Life for most of us in our modern society takes a toll on our emotional, psychological and physical well-being. Harvard psychologist Robert Kegan asserts that we do not have the mental framework and associated mental capacities, to adequately to meet the overwhelming demands of modern life. This inadequacy leaves most people with increasing and growing levels of anxiety, depression, disconnected to their experiences of joy, love, happiness and inner peace, and lacking a sense of purpose in life with related personal and professional meaning.

How can we impact the troubling ubiquitous human issues that characterize our society, or at least know to process the daily bombardment? From children being bullied in schools because of ethnic or social status, to increased heroin abuse because of post-traumatic stress syndrome, to increased levels of adolescent depression and suicide due to increased stressors, to increased incidences of sexual assault and cutting on college campuses, to record levels of being overweight and obesity, just to name a few, I think we can agree that something is not quite right in our modern society.

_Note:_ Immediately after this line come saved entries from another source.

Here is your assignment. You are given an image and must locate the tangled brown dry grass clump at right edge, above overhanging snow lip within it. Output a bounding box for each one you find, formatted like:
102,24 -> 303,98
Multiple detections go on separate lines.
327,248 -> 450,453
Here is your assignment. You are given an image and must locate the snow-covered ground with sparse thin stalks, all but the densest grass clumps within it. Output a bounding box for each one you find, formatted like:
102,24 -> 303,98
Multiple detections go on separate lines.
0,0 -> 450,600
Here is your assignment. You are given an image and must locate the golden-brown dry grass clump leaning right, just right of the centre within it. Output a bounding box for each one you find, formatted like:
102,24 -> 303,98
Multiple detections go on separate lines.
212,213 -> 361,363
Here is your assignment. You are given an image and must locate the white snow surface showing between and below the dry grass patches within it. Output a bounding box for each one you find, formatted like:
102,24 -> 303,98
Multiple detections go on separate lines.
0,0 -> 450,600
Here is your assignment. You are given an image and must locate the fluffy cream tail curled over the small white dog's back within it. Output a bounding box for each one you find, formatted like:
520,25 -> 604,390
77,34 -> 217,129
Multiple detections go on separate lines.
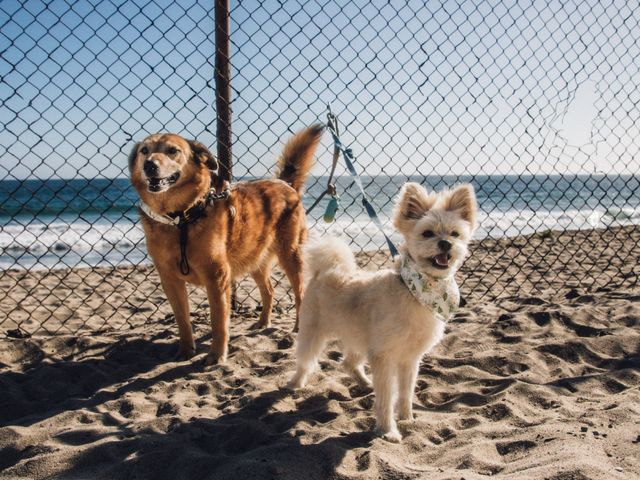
304,237 -> 358,280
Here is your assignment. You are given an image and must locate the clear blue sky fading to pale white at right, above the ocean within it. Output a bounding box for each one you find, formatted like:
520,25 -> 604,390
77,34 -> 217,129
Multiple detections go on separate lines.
0,0 -> 640,180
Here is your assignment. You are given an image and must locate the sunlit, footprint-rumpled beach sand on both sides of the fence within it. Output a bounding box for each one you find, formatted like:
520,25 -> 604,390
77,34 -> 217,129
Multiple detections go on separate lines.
0,227 -> 640,480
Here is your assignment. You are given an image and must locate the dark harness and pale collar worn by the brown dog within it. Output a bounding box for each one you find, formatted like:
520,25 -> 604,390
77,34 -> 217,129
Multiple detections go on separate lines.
138,186 -> 234,275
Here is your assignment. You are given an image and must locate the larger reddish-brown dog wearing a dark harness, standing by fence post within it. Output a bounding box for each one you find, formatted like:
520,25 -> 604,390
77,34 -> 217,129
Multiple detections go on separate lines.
129,125 -> 323,364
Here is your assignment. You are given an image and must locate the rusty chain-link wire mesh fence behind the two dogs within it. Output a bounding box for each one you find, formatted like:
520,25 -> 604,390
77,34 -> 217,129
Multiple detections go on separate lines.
0,0 -> 640,335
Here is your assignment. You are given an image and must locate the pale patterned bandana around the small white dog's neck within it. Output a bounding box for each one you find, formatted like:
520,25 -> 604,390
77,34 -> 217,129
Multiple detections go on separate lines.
400,253 -> 460,322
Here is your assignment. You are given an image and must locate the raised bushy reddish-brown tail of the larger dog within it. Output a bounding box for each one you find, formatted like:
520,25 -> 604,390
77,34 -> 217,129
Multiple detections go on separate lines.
277,123 -> 324,192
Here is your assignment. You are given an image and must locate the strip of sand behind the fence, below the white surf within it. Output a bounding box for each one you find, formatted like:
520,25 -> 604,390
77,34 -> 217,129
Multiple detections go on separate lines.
0,226 -> 640,336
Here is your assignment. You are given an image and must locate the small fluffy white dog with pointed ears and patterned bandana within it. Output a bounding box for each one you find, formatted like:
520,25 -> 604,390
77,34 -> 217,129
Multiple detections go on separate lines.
289,183 -> 477,442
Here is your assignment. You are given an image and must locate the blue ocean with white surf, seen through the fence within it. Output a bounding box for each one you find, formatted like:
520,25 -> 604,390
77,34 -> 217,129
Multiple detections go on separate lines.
0,175 -> 640,270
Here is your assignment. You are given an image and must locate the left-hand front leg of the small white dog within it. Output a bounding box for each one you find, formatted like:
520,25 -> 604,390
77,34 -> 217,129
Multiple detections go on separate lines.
371,355 -> 402,443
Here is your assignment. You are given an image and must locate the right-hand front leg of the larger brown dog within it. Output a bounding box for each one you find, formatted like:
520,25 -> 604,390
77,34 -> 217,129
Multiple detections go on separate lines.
205,267 -> 231,365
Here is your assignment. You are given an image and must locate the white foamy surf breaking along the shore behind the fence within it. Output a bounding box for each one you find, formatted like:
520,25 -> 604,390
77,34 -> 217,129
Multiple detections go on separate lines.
0,207 -> 640,269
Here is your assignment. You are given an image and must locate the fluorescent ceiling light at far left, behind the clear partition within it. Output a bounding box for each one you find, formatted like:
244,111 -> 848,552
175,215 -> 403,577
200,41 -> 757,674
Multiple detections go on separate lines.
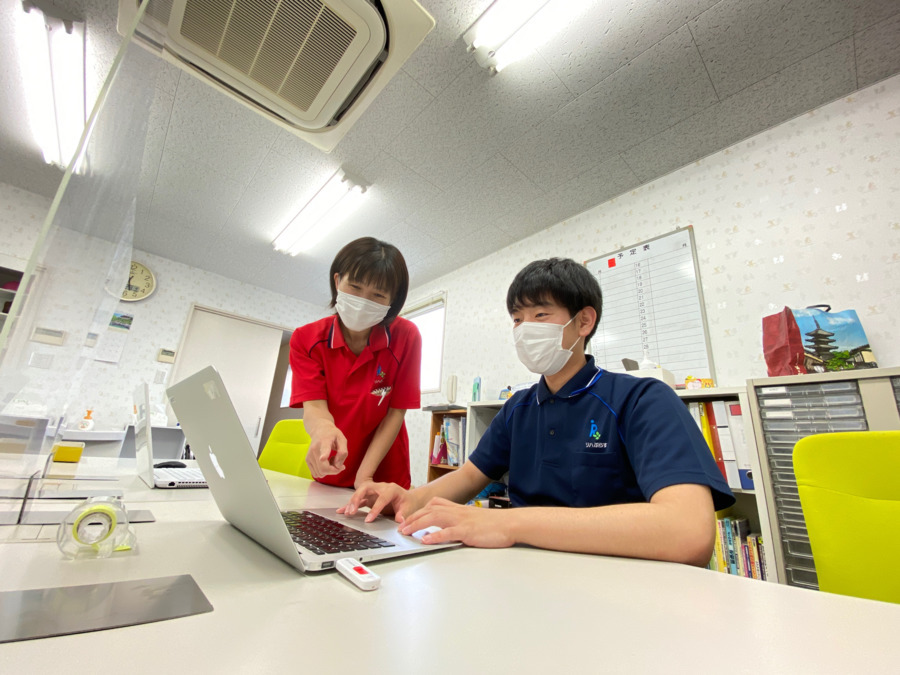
16,0 -> 85,168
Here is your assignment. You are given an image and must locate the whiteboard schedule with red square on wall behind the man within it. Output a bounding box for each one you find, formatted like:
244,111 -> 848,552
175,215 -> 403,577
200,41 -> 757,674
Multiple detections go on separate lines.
584,226 -> 715,383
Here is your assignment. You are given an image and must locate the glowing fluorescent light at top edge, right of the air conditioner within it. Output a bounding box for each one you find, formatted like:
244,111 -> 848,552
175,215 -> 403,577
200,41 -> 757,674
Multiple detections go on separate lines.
463,0 -> 593,73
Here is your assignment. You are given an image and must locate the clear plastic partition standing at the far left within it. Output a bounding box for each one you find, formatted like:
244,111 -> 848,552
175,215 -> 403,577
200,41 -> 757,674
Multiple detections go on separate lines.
0,2 -> 161,476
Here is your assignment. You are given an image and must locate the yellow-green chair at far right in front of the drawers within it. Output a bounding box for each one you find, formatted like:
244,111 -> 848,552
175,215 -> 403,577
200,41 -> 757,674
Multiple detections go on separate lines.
794,431 -> 900,603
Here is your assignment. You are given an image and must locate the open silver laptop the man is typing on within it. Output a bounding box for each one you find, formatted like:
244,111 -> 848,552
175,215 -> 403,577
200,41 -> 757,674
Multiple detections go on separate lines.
167,366 -> 459,572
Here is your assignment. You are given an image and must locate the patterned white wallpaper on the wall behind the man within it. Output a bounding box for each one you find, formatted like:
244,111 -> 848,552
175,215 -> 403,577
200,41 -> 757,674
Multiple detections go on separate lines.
407,76 -> 900,483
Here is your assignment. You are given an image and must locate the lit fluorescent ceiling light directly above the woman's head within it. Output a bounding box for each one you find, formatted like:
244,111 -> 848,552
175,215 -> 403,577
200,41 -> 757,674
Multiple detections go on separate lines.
272,169 -> 367,255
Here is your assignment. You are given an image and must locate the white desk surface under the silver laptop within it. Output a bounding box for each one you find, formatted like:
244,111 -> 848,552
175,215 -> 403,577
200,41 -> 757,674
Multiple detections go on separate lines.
0,473 -> 900,675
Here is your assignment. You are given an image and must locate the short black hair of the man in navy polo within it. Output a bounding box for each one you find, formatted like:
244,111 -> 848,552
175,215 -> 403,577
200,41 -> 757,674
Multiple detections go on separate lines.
506,258 -> 603,343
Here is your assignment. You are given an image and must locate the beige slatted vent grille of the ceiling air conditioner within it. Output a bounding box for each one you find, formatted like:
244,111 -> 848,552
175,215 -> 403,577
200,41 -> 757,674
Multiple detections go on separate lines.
181,0 -> 356,111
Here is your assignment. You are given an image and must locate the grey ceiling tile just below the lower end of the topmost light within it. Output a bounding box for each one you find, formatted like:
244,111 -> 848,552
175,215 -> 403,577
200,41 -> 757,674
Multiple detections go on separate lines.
388,55 -> 572,189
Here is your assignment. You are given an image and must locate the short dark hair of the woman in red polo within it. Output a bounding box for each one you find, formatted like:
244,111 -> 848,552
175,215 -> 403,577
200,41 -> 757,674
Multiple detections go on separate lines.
328,237 -> 409,326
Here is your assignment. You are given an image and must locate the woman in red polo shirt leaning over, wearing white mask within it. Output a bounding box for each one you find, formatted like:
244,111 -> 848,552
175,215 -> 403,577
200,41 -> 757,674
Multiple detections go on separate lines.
291,237 -> 422,488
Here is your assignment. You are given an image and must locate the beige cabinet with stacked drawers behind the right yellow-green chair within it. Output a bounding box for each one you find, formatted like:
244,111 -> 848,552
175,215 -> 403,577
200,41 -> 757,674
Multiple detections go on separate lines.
747,368 -> 900,589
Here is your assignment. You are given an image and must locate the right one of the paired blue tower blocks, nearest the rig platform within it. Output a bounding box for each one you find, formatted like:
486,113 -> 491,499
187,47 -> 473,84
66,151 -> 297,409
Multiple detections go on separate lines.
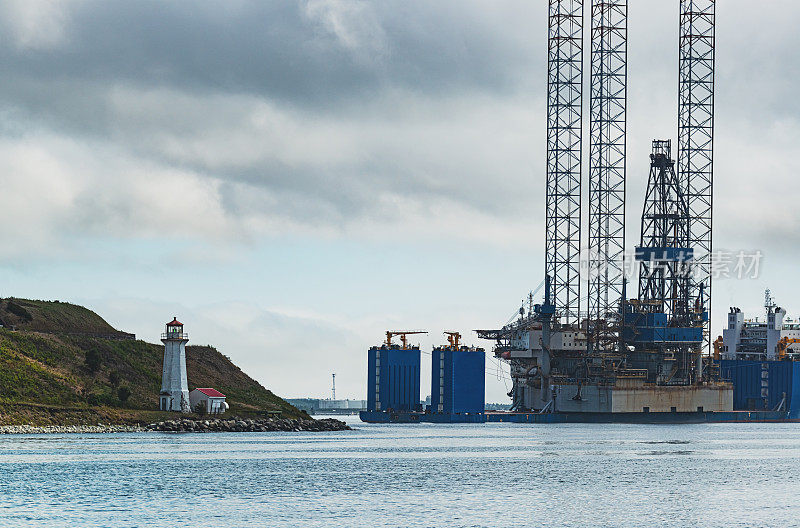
430,347 -> 486,415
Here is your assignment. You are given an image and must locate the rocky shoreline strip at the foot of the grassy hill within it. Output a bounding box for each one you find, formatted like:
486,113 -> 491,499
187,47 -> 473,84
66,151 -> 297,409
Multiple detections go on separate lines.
0,417 -> 351,434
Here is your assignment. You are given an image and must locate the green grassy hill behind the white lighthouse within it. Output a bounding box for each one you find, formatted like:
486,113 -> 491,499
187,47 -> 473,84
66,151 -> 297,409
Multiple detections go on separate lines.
0,299 -> 303,424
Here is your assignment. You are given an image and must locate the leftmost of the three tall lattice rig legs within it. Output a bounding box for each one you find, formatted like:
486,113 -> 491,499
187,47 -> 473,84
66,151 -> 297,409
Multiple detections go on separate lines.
545,0 -> 583,323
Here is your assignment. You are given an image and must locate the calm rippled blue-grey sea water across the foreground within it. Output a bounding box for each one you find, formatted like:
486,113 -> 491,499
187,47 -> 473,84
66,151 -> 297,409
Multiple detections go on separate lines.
0,421 -> 800,528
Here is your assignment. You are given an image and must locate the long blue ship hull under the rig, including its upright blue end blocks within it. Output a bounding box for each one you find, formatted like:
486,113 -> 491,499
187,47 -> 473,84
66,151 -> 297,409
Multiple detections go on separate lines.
360,338 -> 800,424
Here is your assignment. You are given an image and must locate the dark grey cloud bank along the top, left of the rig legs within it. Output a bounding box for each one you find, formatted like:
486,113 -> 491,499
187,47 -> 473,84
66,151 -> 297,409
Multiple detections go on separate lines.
0,0 -> 544,107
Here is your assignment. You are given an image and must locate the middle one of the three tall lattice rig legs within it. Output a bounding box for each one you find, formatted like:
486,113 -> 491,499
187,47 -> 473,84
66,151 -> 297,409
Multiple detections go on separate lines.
588,0 -> 628,330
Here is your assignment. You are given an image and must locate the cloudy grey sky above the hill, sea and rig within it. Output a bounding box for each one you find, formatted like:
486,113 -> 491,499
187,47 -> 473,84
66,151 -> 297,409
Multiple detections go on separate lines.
0,0 -> 800,401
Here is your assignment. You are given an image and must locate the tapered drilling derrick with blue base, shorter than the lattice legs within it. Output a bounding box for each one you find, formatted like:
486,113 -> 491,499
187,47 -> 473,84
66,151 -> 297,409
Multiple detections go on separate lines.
623,140 -> 708,385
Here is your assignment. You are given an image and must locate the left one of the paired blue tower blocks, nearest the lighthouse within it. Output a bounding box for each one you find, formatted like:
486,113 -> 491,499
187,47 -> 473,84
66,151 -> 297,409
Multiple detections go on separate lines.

The statistics from recent studies are alarming and have reached crisis levels. A 2016 study published in the Journal of Abnormal Psychology found that 83 percent of participants experienced depression, anxiety or other mental health disorder. The study was conducted over the lifetimes of 988 individuals, with a total of 13 assessments taking place between their birth and when they hit age 38. A recent American Academy of Pediatrics study found a significant increase in major depressive episodes over the past 10 years, especially among adolescent girls and young adult women.